During the warmer months my tortoises diet is comprised of close to 25% dandelion plants (leaves, flowers & stems), if not more. Along with several other weeds and plants, it grows here wild, it's free and I need alot of it! I have never had any kinds of problems associated with it whatsoever. The rest of their wild diet is made up of clover, vetch, plantain, chicory, lambswort and much more. I pick huge amounts, the equivalent of two 33 gallon trash bags every other day on average. Sometimes it contains less dandelion, sometimes much more, depending upon what field I'm picking it in. I don't even attempt to regulate it and have never, ever had a problem.


----------



## Madkins007

Dandelion stems: Pretty much any time a plant makes a white juice, it will be high in oxalic acid.

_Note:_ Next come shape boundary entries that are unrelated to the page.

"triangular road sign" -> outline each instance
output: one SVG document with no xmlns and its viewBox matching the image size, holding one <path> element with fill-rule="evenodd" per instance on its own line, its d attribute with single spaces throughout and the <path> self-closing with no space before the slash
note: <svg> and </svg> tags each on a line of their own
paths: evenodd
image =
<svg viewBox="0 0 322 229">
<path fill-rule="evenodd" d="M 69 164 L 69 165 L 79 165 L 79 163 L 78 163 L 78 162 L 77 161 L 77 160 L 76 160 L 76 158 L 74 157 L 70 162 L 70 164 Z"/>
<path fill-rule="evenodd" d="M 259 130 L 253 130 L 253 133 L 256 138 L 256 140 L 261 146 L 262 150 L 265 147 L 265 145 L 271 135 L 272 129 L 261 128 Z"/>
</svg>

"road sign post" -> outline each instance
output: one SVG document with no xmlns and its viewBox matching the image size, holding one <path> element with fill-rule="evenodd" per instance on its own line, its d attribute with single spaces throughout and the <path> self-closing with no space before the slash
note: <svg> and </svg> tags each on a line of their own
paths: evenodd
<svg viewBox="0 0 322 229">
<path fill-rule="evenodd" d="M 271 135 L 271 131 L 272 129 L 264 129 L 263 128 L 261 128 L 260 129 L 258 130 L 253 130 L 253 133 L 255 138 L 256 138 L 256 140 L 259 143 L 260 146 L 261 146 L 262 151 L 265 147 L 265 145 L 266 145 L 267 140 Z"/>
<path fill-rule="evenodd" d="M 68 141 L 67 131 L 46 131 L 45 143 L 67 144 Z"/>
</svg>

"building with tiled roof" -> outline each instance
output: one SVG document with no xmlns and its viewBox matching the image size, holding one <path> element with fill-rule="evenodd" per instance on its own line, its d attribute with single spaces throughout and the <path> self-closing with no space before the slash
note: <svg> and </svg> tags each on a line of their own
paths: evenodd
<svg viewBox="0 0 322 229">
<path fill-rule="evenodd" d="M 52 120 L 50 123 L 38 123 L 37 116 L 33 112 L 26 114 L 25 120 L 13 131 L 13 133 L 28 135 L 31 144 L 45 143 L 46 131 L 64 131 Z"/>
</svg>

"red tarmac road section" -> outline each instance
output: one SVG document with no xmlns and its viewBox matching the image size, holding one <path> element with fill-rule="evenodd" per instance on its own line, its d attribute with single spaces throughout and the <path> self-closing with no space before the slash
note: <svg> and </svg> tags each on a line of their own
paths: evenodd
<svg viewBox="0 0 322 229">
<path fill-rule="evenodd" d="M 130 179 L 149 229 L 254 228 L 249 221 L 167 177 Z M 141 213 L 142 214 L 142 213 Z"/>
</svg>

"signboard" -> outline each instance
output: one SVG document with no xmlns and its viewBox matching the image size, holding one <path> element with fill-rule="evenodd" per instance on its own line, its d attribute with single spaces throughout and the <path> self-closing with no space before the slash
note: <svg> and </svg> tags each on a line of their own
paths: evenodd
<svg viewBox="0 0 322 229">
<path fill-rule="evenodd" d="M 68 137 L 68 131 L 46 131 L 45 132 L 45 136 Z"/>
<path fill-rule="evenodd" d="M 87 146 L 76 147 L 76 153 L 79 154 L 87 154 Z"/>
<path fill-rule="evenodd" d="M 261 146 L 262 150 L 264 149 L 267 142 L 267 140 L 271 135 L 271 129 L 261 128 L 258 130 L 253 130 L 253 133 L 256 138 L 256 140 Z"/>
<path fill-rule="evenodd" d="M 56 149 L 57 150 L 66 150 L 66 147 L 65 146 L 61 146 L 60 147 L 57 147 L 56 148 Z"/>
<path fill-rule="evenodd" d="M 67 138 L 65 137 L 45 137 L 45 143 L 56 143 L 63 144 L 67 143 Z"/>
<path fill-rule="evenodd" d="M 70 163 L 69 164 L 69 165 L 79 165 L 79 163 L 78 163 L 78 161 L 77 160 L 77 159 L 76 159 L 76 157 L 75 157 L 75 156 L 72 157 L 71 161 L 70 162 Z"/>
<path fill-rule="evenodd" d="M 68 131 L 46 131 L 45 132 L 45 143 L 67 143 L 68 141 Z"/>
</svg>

Tortoises and oxalic acid: I know that oxalic acid is a major buzzword in a lot of tortoise circles, and that there are a lot of reasons for this, such as the experience of people like tortoisenerd and stells, but there are also a lot of people, such as Dr. Douglas Mader and others who seem to poo-poo the whole idea. (Dr. Douglas Mader, "Reptile Medicine and Surgery")

They see the problem as one of dehydration first, then as other issues, including vitamin D and a generally poor calcium metabolism. 

Tortoises of nearly all species eat plants that are so high in oxalates that they are considered toxic to humans- some of the plants they eat in the wild are so full of this acid that if the acid gets on our skin, it will burn us.

However, wild tortoises also manage their hydration better than we usually do, and wild tortoises are often found with stones.

I agree with Stella- play it safe and research. Tortoises do not seem to need or benefit from oxalates, so skipping them won't bother them at all. The only thing is that using plants with oxalates in moderation in a varied diet just offers you more choices.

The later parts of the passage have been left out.